Angelo : « Je fais moins de folies pour payer l’électricité »

Angelo – 77 ans
« JE FAIS MOINS DE FOLIES POUR PAYER L’ÉLECTRICITÉ »

Pour Angelo*, retraité de 77 ans, l’augmentation des prix de l’électricité et des impôts depuis le début de la crise en Espagne l’oblige à réduire ses dépenses pour pouvoir assumer les factures et boucler les fins de mois. 
Par Jules Prévost
Photographie de Mélina Huet
À Madrid
Vendredi 4 mars 2016

En apparence, tout va bien pour Angelo*, retraité madrilène de 77 ans. Le chauffage est allumé et la lumière de la lampe permet de lire El Pais sans difficulté. En apparence seulement. L’ex-militant communiste doit aujourd’hui surveiller la moindre de ses dépenses, rogner sur ses petits plaisirs et faire attention à sa consommation d’énergie pour payer les factures. Depuis le début de la crise en 2007, le prix de l’électricité a quasiment doublé. Celui des taxes aussi.

Réduire le chauffage et l’éclairage

Baisser le chauffage, allumer la lumière seulement en cas d’extrême nécessité… Dans sa maison de Barajas, à quelques arrêts de bus de l’aéroport de Madrid, la crise a changé les habitudes d’Angelo. « Aujourd’hui, le radiateur fonctionne parce que je savais que vous viendriez ». S’il avait été seul avec sa femme, Maria* et son fils de 49 ans, Tanguy* , il serait « éteint ». Pourtant, dehors, les passants portent un manteau au-dessus de leur pull. 

Le vol, Angelo le comprend quand il s’agit de se nourrir. Lui « ne le pratique pas ». Il se permet une seule entorse à la loi. De temps à autre, lors de fêtes chez lui, il bidouille les câbles de raccordement au courant pour que l’électricité consommée ne lui soit pas facturée. Il n’a rien trouvé d’autre pour être certain de pouvoir payer la note à la fin du mois. « Il y a trois fils, j’en utilise deux : le bleu et le noir. Grâce à ce bricolage, je réduis considérablement les frais ». Une pratique usuelle : « Dans certains quartiers, les habitants se branchent sur le réseau avec des pinces ». En clair : ils dévient le courant vers leur domicile. 
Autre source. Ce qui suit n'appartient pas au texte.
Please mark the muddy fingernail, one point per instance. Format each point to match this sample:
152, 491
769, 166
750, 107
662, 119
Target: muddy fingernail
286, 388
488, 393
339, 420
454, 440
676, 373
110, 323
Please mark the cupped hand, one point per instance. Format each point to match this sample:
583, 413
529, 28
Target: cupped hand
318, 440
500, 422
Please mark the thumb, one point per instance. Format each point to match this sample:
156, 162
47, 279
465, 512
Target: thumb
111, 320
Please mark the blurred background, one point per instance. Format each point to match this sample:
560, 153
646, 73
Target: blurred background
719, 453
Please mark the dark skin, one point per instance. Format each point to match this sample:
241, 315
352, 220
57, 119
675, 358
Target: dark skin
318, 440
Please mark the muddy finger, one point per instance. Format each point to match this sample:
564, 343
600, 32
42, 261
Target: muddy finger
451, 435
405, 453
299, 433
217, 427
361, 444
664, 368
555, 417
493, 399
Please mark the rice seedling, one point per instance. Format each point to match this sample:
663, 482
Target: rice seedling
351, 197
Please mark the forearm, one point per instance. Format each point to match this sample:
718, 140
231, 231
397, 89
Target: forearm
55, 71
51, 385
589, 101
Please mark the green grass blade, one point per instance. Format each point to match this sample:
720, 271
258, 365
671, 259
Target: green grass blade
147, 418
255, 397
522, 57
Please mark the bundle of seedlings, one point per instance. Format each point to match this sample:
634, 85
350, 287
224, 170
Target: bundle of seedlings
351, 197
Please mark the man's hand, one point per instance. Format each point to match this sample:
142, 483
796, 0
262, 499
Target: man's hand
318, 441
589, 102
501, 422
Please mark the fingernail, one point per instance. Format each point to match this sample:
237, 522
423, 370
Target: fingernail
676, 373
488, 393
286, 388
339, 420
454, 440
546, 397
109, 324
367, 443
« Je ne comprends pas mes factures »

La situation d’Angelo était inconcevable avant 2007. « Je ne roulais pas sur l’or mais je n’avais pas besoin de me rationner pour payer les factures », déplore-t-il. Même pendant sa période de chômage, dans les années 1970, il gagnait « assez de pesetas » pour vivre sans compter. A la retraite depuis quinze ans, il touche aux alentours de 700 euros et sa femme 50 euros. Elle n’a jamais travaillé. Ces pensions stagnent depuis plusieurs années. L’électricité – dont il ne comprend pas la facture et ses « prix qui changent tous le temps » –  les impôts, le téléphone et les médicaments « augmentent tous les ans ». La taxe d’habitation est passée de 400 euros à 756 euros par an en huit ans. Conséquence : Angelo n’a plus un euro de disponible sur son compte à la fin du mois.
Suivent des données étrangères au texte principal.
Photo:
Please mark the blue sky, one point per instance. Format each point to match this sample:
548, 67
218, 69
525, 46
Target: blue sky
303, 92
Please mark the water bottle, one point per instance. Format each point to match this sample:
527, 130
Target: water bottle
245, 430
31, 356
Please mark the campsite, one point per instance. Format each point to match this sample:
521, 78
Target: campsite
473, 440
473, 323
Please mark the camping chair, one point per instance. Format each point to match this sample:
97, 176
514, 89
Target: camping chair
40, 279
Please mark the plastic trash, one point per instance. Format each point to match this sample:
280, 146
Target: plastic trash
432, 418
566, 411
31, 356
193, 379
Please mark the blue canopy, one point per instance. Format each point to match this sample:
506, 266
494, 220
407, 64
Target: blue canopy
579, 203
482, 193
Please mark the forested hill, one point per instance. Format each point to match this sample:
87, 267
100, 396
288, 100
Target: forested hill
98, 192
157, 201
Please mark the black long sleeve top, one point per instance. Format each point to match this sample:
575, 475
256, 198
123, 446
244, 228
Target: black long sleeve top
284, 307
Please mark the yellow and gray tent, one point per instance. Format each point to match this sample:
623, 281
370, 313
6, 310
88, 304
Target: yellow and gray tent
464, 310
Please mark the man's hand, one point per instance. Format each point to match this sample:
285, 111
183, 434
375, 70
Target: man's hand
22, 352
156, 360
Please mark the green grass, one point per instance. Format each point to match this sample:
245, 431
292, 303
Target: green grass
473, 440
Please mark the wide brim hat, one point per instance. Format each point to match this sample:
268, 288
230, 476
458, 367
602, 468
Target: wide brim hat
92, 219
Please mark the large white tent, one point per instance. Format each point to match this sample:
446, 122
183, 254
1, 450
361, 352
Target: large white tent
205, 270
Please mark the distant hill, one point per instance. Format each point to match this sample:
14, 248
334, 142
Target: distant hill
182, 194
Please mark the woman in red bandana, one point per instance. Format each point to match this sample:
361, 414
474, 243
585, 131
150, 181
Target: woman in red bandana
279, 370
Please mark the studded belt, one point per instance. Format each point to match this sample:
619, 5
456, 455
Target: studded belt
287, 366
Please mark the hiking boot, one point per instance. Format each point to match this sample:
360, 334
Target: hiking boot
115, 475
La fin des petits plaisirs

Pour éviter de passer dans le négatif, le couple rogne sur les loisirs. Première victime : les voyages. L’ex-militant communiste s’est rendu trois fois à Cuba. Il n’a plus pris l’avion depuis plusieurs années. Puis vient la chasse. Avant 2007, il se rendait tous les dimanches en banlieue de Madrid pour s’exercer au tir au fusils. Une activité à 150 euros. Il ne la pratique plus que deux fois par an. Et encore, parce que l’organisateur lui fait un prix : 50 euros. 

Les petits plaisirs du quotidien disparaissent également un à un. « J’adore la bière Mahou », s’enthousiasme Angelo. « Mais je n’en bois plus ». A deux euros les trois canettes, c’est devenu « trop cher ». Pareil pour les gâteaux : « Je n’en achète plus ». Et si l’électricité augmente encore, l’homme concède ne pas savoir comment il fera. 

Angelo est propriétaire. « Sans cela, comment je ferais pour payer un loyer et manger ? ». Au départ, sa maison était un garage. En trente-cinq ans, il a construit une vraie maison autour. Il s’estime « privilégié » en comparaison avec « ceux qui vivent dans la rue » ou qui souffrent de la « faim ». La faim, le chômage, la misère, l’ex-communiste en est persuadé : ce sont ces maux qui font naître les révolutions.